Vertical Rectus Abdominis Myocutaneous (VRAM) Flap and Extended VRAM Flap
Box 32C-7 Master Surgeon’s Corner
VRAM flap size and orientation can be tailored to the patient’s anatomy and reconstructive needs.
Viability of the ipsilateral inferior epigastric artery must be confirmed.
The VRAM flap should be harvested early in the reconstructive phase to facilitate planning of additional reconstructive procedures (urinary and bowel diversions).
A fascial substitute may be required to ensure a tension-free closure of the donor site.
Due to its reliability, single donor site with incorporation into the primary incision with minimal donor site morbidity, 360-degree arc of rotation, no requirement for postoperative dilation, and technical ease, the rectus abdominis myocutaneous flap is the preferred flap for neovaginal recreation. Tobin and Day first described the use of distally based rectus flaps for vulvar and vaginal reconstruction with several modifications described by others.9,31,42 It is a paralyzed, nonsensate flap due to motor and sensory denervation that occurs during harvesting. As a type III flap, the blood supply is reliable with 2 dominant arteries and other smaller musculocutaneous perforators. The dominant blood supply for the proximal and distal rectus flap is derived from the superior and inferior epigastric vessels, respectively.

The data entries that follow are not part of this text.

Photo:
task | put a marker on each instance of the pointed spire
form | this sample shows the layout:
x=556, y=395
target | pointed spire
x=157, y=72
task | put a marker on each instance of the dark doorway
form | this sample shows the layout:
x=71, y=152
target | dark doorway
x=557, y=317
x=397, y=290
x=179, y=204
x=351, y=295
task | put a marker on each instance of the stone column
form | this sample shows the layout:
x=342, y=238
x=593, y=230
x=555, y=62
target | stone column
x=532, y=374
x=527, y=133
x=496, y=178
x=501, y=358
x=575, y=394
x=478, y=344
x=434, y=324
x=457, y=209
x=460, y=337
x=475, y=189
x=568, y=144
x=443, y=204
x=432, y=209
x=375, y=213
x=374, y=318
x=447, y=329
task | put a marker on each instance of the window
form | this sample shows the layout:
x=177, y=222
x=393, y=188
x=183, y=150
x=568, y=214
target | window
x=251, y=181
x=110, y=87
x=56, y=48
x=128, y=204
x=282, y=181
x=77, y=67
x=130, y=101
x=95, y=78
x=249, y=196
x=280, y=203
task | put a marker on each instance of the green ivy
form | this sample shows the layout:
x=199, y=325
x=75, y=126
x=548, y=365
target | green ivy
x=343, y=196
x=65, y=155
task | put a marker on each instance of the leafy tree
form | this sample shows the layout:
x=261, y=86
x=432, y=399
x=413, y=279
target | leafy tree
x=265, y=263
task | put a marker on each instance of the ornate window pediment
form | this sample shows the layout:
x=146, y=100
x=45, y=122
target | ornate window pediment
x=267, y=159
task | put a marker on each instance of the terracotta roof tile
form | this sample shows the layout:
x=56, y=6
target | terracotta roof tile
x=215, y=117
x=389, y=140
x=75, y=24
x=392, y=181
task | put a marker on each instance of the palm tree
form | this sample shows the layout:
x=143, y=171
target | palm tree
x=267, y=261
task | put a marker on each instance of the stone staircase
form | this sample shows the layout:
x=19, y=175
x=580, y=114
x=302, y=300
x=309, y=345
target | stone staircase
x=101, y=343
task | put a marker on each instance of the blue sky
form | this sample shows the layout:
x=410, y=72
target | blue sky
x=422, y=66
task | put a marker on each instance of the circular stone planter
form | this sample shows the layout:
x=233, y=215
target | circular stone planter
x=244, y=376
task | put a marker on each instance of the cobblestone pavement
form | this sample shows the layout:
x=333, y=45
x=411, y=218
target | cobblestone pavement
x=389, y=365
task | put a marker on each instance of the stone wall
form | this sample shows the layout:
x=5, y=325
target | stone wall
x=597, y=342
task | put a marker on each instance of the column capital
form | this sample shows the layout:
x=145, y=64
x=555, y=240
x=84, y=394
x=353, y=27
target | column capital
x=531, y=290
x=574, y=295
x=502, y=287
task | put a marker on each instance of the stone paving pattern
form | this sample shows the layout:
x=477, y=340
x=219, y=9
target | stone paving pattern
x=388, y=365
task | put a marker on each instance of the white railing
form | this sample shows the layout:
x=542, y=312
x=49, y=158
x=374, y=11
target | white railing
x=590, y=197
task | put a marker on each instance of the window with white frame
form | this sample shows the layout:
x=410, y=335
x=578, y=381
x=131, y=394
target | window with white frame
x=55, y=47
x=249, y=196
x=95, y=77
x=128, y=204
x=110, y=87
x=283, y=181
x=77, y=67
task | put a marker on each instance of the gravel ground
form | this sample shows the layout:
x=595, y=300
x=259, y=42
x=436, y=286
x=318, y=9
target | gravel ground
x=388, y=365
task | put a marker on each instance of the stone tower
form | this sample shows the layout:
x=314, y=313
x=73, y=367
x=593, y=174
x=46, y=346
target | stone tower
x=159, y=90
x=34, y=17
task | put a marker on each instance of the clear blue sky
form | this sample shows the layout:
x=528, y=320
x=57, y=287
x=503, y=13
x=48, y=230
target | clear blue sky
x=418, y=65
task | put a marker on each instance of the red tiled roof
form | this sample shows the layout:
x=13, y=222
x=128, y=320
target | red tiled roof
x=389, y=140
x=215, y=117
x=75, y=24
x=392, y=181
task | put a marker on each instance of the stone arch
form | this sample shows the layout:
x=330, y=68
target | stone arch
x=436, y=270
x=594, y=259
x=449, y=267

The inferior epigastric artery is a branch of the external iliac artery, whereas the superior epigastric artery is derived from the internal thoracic artery, a branch of the subclavian artery.

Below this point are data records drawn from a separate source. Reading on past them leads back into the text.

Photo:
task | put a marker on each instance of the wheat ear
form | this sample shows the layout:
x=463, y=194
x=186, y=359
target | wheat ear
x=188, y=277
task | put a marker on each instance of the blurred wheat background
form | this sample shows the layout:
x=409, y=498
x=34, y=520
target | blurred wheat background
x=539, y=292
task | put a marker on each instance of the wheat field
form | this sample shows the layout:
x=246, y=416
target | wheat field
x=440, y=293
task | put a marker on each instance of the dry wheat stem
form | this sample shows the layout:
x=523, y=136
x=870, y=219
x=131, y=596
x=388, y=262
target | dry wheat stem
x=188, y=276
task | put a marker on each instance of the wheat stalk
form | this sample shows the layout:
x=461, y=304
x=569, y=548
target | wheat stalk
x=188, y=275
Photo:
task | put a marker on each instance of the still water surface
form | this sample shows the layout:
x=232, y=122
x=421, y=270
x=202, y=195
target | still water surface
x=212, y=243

The rectus abdominis flap can be raised in a vertical, transverse, or diagonal fashion for complete vaginal reconstruction (type IIA or IIB defects), partial vaginal reconstruction (type IA or IB defects), or other inguinal or perineal defects. It is distally based and requires patent inferior epigastric vessels. Although raising a transverse rectus abdominis myocutaneous flap is suitable, this flap requires harvesting the skin island perpendicular to the previously made vertical midline skin incision. The diagonally extended vertical rectus abdominis myocutaneous (VRAM) flap (also known as the oblique rectus abdominis musculocutaneous [ORAM] flap) has the advantage of a longer skin island due to anastomoses between the epigastric perforators and the superficial intercostal arteries, which also communicate with the superficial epigastric artery and the cutaneous branches of the lateral deep and superficial circumflex iliac arteries. Based on our experience, the anticipated maximum width and length of the diagonally extended VRAM (ORAM) are 10 to 15 cm and 10 cm, respectively. We prefer the ORAM flap for neovaginal reconstruction due to its width, versatility, and ease of flap inset compared to the conventional VRAM.

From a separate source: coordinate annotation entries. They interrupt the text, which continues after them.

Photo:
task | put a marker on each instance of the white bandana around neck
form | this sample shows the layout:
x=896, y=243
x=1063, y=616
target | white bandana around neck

We recommend harvesting the rectus flap as the first step of the reconstructive phase. After the flap is raised and rotated into the pelvis, the first surgical team can continue with other abdominal procedures, such as the ileal conduit formation and colostomy while the second surgical team completes the perineal reconstruction. Elevating the rectus flap first allows for optimal stomal placement and reduces potential disruption of the conduit and colostomy. These flaps may be harvested from either side.
The main advantages of the rectus flap over the gracilis flap for neovaginal reconstruction include a lower rate of flap necrosis (5%-9% vs. 10%-38%), single donor site incorporated into the primary incision compared to 2 donor sites with unpleasant scar formation, and perhaps a decreased rate of vaginal prolapse (1.5% vs. up to 18%). Although current sexual function studies regarding postexenterative vaginal reconstruction are limited, 50% to 85% of patients report intercourse after rectus neovaginal reconstruction.31
The rectus myocutaneous flap may not be well suited for morbidly obese patients or those with extremely thick abdominal walls. Other disadvantages include mild stenosis (up to 18% of patients) correctable with dilation, potential for difficult abdominal closure with up to 23% of patients requiring mesh closure, and a 3% fascial dehiscence rate.31 Absolute contraindications include occlusion of the ipsilateral inferior epigastric vessel and ipsilateral previous Maylard incision or stoma placement.31
We recommend a preoperative arteriogram in patients with severe peripheral vascular disease or previous abdominal surgery to ensure inferior epigastric patency and an intraoperative sterile Doppler to confirm patency prior to raising the flap.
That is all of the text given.